Recentemente vieram a público notícias de uma carta subscrita por quatro hospitais do Norte – Santo António, Vila Real, Matosinhos e Penafiel – a alertar a ministra da Saúde para as listas de espera de doentes cardíacos que aguardam cirurgia ou implantação da válvula aórtica. Estas informações expuseram o panorama que se vive nesta área da saúde, evidenciando as consequências das políticas de desinvestimento no Serviço Nacional de Saúde, bem como quem delas alimenta o seu negócio.
O PCP não admite que, à boleia da sobrecarga assistencial dos serviços nos hospitais de S. João e de Gaia, se multiplique serviços parciais e disperse meios, que se compita por profissionais e se esvazie a capacidade dos centros existentes. A saída destes profissionais colocaria em risco a resposta que actualmente é garantida (incluindo noutras situações de necessidade de cirurgia cardíaca e no apoio às urgências, que não as referidas substituições de válvulas). As populações perderiam cuidados e seria uma porta aberta à entrega destes procedimentos (altamente rentáveis) aos grupos privados.
Se, por um lado, este tipo de procedimentos envolve unidades altamente especializadas, equipas e cirurgiões muito diferenciados, com um número de doentes não tão elevado, justificando que os recursos se concentrem em menos hospitais, por outro, exige-se que essa disponibilidade cubra todas as áreas geográficas e garanta a resposta atempada e adequada às necessidades - o que, à semelhança de outras especialidades, não acontece.
Os responsáveis políticos têm procurado reduzir este tema à abertura ou não de novos centros de cirurgia cardíaca e à gestão dos escassos recursos existentes, fugindo ao essencial: que é a política de desinvestimento no SNS que tem vindo a ser seguida pelos sucessivos Governos (do PSD-CDS e do PS, agora com o apoio do CH e IL) que cria assimetrias e competição entre unidades de saúde até dentro das próprias ULS, sem nenhum benefício para os utentes. A situação em que estamos radica na desvalorização das carreiras, na entrega de serviços a prestadores externos, na contratação directa em detrimento da concursal, a que se soma a estratégia de definhamento de serviços menores e promoção da sua concentração.

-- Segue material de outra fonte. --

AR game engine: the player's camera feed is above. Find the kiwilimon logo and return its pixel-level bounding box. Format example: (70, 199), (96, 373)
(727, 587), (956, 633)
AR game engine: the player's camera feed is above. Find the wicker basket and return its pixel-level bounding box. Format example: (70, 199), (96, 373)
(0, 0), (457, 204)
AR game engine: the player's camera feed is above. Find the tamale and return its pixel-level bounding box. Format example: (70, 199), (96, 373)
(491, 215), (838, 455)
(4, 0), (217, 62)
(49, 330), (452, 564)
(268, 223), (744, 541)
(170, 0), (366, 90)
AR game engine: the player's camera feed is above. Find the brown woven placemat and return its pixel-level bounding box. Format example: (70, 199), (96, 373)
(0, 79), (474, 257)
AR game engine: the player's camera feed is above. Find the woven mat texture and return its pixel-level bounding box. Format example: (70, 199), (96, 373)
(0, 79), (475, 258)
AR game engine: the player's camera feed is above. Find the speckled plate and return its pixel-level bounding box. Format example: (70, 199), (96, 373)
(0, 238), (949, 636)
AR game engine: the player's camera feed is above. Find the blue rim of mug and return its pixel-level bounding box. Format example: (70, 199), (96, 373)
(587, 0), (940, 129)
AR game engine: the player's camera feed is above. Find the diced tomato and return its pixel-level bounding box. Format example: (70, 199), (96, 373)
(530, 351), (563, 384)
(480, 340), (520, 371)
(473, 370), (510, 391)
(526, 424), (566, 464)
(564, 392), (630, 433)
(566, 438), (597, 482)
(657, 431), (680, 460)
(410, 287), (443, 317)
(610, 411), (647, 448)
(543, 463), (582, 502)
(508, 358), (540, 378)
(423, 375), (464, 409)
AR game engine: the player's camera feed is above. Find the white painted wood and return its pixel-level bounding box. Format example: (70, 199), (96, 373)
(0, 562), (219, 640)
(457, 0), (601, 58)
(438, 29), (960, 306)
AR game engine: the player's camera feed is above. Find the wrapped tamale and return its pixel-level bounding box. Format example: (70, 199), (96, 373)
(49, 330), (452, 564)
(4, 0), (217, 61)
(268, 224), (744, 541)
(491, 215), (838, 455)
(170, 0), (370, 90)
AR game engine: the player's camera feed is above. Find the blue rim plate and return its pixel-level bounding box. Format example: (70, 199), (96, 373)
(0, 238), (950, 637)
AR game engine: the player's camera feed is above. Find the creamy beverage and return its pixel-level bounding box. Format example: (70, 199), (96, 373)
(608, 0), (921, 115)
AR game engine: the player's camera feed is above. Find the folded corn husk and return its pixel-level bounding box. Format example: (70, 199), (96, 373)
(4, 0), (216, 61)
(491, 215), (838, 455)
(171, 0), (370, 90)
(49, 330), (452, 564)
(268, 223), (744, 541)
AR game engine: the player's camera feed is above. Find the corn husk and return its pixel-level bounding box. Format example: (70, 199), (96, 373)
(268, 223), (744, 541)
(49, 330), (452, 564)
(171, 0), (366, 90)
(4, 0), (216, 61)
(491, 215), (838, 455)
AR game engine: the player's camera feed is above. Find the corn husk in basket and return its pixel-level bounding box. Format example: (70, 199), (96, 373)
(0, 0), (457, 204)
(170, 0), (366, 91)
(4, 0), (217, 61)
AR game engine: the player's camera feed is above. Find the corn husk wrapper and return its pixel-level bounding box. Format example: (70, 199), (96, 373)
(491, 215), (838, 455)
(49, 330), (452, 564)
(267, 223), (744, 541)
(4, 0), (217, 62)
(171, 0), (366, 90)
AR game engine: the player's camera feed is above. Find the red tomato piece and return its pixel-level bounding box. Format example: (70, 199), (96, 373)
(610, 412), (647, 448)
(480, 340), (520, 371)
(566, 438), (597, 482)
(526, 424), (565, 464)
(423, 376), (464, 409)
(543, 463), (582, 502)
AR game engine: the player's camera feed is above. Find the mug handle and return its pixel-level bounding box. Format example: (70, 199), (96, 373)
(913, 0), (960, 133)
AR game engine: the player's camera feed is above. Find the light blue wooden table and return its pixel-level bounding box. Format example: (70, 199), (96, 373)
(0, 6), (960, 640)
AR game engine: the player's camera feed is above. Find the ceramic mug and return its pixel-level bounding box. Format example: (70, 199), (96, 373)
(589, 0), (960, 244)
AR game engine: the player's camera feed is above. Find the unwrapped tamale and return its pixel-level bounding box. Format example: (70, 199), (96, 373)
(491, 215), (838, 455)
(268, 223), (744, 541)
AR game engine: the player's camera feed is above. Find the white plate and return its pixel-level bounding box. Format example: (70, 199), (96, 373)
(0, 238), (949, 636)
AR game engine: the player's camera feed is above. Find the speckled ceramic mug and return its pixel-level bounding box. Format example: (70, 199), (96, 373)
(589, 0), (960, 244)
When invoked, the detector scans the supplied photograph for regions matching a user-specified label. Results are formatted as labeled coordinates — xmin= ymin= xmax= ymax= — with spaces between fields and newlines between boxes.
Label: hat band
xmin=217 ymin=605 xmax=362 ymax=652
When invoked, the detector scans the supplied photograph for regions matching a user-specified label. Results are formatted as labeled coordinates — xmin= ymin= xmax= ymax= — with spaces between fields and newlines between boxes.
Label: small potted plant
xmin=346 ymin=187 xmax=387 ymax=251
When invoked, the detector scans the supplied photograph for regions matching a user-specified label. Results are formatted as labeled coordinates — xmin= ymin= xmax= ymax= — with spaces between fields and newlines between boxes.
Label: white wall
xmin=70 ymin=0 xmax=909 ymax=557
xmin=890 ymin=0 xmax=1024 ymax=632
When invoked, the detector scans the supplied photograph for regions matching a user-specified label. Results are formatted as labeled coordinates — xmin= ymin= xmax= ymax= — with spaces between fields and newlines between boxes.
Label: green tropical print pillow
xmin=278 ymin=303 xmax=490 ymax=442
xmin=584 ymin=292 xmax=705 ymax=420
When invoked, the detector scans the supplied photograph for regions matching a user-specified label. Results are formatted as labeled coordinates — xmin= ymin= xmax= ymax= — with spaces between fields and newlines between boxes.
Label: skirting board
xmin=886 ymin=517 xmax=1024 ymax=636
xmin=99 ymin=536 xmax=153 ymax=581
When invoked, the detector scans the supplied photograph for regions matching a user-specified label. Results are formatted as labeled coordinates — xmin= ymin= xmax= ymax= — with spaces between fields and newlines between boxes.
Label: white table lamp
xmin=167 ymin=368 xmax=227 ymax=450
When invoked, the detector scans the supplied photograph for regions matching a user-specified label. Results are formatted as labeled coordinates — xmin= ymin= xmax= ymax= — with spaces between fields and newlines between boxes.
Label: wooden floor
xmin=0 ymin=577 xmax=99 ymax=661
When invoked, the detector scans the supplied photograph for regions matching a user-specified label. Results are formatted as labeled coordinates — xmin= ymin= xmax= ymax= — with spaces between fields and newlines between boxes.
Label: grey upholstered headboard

É inaceitável que, a propósito de um preocupante problema, se agrave a situação e capacidade de resposta, quando há soluções e um caminho que serve a população e os profissionais a partir da defesa e valorização do Serviço Nacional de Saúde. Esse caminho implica enfrentar os interesses dos grupos privados da doença que beneficiam e engordam com o desespero de todos nós.
Para o PCP, a resposta às listas de espera e o alargamento da rede de cirurgia cardíaca, assim como de outras especialidades, exige capacidade de atrair e reter profissionais altamente especializados no SNS; exige estabilidade de equipas e condições de formação e diferenciação, integrando cuidados, acompanhamento e trabalho de enfermaria, para lá das cirurgias; exige fixação e valorização de profissionais de saúde, com o financiamento adequado do SNS.